Hope everyone is doing well after a weekend of merriment, seeing their blood sugars shoot into the exopshere, and perhaps even found their wallets a little lighter should they have partaken in the Boxing Day/Week sales. Hopefully your stomach and liver paced itself though, as New Year is now fast approaching and another round of parties and dinners await.

Hard to believe we're on the cusp of a new decade, I can still remember ten years ago suddenly feeling very old as infomercials for the first of the 90's collections of music started to air. So, in honour of that memory I dug out a couple old CD's (yeah, CD's, remember those?!) to give this entry a soundtrack. Fuel's 'Sunburn', is playing as we speak for those curious... I must have just about drove my dorm-mates insane blasting 'Shimmer' incessantly as a freshman. Toad the Wet Sprocket's 'Dulcinea' is on deck.
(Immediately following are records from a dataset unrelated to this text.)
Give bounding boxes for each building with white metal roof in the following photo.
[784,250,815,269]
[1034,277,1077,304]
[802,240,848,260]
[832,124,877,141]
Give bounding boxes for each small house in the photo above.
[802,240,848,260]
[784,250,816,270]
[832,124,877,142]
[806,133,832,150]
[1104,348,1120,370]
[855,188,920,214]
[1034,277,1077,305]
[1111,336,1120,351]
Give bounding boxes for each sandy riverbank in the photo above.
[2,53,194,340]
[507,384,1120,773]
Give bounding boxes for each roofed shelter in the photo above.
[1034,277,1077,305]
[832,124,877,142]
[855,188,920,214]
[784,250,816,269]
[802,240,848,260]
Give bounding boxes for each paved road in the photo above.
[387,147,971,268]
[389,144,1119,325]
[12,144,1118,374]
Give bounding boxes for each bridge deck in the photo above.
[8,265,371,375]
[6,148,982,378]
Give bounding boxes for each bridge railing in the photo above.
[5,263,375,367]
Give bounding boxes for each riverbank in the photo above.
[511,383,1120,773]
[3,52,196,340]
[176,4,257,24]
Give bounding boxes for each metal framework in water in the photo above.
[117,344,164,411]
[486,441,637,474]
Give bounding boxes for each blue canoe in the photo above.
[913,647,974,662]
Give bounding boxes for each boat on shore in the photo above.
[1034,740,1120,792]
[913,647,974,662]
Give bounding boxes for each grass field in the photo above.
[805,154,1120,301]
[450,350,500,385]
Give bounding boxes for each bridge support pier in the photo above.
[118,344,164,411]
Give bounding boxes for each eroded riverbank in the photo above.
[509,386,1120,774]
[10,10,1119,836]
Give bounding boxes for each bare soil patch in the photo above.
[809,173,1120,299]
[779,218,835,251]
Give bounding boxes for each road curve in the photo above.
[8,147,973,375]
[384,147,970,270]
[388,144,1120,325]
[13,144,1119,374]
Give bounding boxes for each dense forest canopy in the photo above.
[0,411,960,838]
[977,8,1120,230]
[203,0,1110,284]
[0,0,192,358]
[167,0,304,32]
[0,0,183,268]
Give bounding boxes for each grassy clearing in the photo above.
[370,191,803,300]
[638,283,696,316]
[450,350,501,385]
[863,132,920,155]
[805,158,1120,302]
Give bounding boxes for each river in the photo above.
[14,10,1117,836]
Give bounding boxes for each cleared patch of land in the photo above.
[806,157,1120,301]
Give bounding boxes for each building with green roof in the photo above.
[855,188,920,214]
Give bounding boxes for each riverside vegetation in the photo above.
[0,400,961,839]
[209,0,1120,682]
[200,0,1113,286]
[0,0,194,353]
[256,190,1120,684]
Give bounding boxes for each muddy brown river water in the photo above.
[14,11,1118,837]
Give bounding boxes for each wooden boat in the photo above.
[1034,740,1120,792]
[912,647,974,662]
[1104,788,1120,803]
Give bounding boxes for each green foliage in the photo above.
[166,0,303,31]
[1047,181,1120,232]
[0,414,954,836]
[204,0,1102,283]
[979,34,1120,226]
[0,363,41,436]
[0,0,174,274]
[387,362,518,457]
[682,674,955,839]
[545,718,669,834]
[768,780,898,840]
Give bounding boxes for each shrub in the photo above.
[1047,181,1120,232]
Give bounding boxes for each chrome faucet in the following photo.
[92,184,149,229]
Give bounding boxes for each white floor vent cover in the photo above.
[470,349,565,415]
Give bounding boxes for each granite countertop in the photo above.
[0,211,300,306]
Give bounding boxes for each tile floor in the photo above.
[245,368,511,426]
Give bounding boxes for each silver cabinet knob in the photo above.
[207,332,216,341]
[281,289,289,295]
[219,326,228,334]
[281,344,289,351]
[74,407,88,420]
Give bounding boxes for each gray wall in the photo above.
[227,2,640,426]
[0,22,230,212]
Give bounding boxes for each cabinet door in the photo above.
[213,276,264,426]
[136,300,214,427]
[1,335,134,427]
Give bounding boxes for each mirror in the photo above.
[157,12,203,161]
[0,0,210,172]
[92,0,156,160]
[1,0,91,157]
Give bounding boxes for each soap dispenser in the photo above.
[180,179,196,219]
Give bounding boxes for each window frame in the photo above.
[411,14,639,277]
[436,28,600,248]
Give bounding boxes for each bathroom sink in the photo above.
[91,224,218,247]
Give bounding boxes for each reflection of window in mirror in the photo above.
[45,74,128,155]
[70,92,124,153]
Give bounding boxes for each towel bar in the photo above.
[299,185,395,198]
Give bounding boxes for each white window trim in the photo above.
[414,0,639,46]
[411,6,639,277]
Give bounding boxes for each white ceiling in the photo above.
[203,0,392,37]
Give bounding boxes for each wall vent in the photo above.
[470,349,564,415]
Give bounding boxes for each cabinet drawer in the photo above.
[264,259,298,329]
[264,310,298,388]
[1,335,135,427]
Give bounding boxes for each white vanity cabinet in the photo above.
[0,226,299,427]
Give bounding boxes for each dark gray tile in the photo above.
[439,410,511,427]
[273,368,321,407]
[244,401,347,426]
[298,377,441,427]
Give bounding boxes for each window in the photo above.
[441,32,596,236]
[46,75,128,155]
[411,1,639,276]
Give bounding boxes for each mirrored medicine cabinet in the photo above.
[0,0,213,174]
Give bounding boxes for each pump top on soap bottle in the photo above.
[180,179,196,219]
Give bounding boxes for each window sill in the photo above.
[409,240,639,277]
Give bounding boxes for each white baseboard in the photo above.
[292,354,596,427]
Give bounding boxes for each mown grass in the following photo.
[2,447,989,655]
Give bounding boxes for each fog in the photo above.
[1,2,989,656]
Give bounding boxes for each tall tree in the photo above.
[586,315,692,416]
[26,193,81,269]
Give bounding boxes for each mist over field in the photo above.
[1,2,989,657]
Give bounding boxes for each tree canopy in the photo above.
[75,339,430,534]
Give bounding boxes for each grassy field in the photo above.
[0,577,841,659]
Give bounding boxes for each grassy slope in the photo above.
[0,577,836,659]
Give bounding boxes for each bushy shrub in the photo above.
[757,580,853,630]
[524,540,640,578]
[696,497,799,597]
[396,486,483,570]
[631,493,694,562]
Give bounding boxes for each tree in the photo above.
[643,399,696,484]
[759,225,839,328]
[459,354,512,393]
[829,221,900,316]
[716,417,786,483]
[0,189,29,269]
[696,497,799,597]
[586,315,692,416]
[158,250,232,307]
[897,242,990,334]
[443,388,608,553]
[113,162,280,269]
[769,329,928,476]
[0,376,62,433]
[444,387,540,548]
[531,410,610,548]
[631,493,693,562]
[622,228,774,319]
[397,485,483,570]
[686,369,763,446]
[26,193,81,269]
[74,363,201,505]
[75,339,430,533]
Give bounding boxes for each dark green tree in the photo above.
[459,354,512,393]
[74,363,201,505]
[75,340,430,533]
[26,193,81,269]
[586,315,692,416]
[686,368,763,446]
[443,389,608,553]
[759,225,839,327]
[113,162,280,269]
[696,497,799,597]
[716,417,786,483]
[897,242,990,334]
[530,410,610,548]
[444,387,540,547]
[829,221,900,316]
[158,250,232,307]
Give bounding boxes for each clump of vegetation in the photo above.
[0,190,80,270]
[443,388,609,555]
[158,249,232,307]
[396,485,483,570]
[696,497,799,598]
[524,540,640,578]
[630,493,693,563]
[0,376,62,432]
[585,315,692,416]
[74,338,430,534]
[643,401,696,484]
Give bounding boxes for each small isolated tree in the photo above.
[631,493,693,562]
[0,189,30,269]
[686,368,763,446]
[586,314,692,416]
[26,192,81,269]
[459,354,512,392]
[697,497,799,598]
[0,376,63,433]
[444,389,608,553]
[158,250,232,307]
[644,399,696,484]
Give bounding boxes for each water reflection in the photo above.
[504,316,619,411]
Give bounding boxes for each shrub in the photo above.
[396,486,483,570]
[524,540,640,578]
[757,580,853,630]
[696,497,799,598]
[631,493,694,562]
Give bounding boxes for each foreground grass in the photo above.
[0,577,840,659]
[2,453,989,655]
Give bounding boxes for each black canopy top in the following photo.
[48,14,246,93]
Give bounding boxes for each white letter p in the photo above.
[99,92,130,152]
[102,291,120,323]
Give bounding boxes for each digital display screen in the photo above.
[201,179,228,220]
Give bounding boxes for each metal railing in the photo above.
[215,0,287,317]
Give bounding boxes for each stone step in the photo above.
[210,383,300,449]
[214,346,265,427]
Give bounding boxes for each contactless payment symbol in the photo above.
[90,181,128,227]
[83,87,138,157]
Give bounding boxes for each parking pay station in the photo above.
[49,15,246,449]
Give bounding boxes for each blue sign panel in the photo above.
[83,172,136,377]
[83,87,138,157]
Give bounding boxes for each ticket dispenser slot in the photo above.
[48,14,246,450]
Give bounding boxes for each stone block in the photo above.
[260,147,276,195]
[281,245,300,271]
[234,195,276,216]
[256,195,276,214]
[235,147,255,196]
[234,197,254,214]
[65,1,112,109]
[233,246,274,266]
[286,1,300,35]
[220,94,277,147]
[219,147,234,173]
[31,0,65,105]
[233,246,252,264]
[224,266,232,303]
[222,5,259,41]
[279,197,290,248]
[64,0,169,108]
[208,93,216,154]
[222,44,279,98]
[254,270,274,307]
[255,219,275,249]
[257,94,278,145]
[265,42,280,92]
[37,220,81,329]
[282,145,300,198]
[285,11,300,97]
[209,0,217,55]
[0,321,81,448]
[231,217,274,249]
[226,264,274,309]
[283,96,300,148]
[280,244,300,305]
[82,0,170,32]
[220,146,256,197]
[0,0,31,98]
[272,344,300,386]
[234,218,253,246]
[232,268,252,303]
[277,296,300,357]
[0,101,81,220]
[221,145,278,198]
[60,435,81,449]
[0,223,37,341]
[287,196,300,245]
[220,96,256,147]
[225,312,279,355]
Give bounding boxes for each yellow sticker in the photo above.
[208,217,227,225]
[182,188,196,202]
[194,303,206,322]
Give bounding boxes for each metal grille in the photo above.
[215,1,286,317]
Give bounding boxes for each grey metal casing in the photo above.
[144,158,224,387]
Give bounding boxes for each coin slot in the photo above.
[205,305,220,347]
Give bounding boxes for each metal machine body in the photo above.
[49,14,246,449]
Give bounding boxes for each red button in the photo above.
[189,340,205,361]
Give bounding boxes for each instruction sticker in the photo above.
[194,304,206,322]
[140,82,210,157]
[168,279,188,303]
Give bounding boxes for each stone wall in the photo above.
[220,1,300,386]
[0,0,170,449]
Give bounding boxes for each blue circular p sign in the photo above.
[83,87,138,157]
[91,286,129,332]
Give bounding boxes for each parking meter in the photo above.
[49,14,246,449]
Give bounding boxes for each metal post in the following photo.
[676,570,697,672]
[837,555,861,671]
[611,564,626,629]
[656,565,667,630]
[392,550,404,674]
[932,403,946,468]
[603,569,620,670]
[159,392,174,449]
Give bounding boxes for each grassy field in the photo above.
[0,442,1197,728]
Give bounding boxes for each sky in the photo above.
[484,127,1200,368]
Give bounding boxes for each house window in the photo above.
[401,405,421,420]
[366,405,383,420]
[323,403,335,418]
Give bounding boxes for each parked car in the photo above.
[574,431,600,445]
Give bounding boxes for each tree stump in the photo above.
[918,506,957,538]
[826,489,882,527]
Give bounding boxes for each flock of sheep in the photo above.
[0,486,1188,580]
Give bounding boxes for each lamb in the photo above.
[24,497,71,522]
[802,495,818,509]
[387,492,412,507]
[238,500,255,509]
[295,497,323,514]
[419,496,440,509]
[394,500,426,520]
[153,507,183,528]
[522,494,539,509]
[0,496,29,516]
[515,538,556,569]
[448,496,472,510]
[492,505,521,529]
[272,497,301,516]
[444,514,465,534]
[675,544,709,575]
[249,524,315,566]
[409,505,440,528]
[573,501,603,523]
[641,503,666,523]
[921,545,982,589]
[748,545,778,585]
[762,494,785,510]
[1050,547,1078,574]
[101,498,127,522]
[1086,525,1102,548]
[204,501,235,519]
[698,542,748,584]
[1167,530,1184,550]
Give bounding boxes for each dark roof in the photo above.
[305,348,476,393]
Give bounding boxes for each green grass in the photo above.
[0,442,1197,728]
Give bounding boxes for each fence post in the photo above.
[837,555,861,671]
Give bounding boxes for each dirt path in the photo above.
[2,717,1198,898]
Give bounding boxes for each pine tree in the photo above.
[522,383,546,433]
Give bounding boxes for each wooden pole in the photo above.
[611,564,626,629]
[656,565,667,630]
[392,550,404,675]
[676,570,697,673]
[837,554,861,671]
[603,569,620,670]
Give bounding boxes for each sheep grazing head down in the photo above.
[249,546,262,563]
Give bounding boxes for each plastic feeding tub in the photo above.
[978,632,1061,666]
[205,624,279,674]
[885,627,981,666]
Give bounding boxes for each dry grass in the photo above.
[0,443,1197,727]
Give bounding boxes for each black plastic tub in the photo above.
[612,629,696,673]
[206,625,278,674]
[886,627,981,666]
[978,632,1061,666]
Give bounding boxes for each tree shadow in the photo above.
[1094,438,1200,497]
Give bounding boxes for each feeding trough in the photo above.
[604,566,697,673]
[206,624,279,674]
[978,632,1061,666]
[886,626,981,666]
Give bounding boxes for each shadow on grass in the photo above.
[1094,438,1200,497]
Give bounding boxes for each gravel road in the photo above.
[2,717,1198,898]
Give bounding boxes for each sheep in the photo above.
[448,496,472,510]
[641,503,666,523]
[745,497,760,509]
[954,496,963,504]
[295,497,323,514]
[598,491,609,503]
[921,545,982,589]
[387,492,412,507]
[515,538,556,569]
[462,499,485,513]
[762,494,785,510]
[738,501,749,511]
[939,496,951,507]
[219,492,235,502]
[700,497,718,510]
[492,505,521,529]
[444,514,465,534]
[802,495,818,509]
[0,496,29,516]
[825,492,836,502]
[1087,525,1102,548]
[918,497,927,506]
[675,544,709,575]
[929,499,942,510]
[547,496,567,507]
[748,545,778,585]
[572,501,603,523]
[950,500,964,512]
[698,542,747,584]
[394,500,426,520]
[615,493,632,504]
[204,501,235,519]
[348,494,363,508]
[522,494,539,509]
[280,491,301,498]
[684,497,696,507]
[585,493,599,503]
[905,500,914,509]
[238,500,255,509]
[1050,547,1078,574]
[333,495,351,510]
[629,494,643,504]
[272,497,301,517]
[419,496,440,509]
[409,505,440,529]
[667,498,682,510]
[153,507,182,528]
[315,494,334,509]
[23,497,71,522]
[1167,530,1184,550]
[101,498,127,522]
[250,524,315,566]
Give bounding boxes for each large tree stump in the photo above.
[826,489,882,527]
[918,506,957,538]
Anyway, enough reminiscing, on with the show. Just before the break Statcan released their latest population figures, which while generally unspectacular it did have one interesting component... Alberta's interprovincial migration went negative in the 3rd quarter of 2009.

Interprovincial Migration
That is the first time since Q4 '94 its been negative, and not just that but to a degree not seen since Q3 '88, while the province was still shaking off the previous boom/bust cycle.

Though while certainly notable, this is obviously not anywhere near the exodus witnessed in the 80's bust (at least not yet) as the quarterly losses then were much deeper and lasted for years on end. I wouldn't expect it to reach the same levels because, as we discussed last week the recent boom was just not of the same magnitude of the prior one.

While interprovincial migration went negative, the population itself did still grow (again, in light of another discussion, not surprising). The natural increase (basically birth rate exceeding death rate) alone was greater then the net interprovinvial migration. Beyond that international migration levels remained constant, which is to be expected as we looked at back in April.

This will be another interesting stat to keep an eye on for the next couple years, as it is very much a barometer of the economic health of the province. Interprovincial migration more then the other elements of population can swing wildly as young people flock to where the jobs are. So when interprovincial migration goes negative like it has, it's a sign a lot of young people are leaving the province.